I have about 100 miles in the bike and the heavy CXP22's are now my official back up set. Ksyrium Elite S set is on and ready to go. Weather looks good for a ride tomorrow afternoon...can't wait to put some miles on them. I like this bike more and more with every trip.:thumbsup:


----------



## CMJTperry (Oct 23, 2012)

Love that bike!
I have 2011 Z85 and 2012 Z6


----------



## astrilt1 (Jan 9, 2013)

nice! would love to hear your thoughts on ride difference between the two sets of wheels.


----------



## jerdawg (Jun 14, 2012)

astrilt1 said:


> nice! would love to hear your thoughts on ride difference between the two sets of wheels.


I haven't stopped thinking about these wheels since I seen your pic....they look good!
So please, give us some feedback at to how your liking them.


----------



## Sully00 (Dec 29, 2012)

astrilt1 said:


> nice! would love to hear your thoughts on ride difference between the two sets of wheels.





jerdawg said:


> I haven't stopped thinking about these wheels since I seen your pic....they look good!
> So please, give us some feedback at to how your liking them.

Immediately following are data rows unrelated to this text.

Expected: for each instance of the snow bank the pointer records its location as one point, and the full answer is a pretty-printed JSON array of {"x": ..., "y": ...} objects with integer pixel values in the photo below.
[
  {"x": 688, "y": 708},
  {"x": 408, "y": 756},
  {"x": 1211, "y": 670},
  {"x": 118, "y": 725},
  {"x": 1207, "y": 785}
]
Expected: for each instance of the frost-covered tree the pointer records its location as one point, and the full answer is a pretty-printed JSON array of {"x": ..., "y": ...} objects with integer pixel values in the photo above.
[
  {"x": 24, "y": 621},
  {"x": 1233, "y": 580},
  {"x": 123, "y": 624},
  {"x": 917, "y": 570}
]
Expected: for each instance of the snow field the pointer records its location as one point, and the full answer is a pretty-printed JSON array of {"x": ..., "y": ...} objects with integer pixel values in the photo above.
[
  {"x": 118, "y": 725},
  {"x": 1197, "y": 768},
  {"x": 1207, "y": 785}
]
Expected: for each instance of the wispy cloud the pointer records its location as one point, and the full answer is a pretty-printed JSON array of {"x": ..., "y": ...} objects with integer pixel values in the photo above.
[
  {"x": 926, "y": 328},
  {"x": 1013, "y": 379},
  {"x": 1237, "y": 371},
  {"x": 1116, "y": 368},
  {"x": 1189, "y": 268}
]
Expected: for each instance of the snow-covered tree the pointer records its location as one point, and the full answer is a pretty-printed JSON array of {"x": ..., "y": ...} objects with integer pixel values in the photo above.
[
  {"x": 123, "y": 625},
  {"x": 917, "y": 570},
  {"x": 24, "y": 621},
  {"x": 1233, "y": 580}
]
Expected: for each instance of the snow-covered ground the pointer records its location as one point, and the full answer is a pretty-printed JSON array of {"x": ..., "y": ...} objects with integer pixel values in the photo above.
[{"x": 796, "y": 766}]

So far I have about 75 miles on them. I've been very happy thus far. They are much lighter than my stock wheels. They were incredibly true right out of the box. Workmanship is very nice...these wheels look fast. Sturdy, responsive when climbing and did I say they look the part?  One of the first things I noticed was how well they spun just coasting down one of my first hills. I was doing 30 mph in no time compared to my stock wheels. I was able to score these 2013's off of ebay for $679 with shipping included. Another nice thing about the set is it comes with tires and tubes mounted. 23mm Yksion Pro Power on the back and Pro Grip on the front...25's are available. RBR members have told me to go with a custom wheelset for the value but I couldn't pass them up for the price with tires (msrp is 800).


----------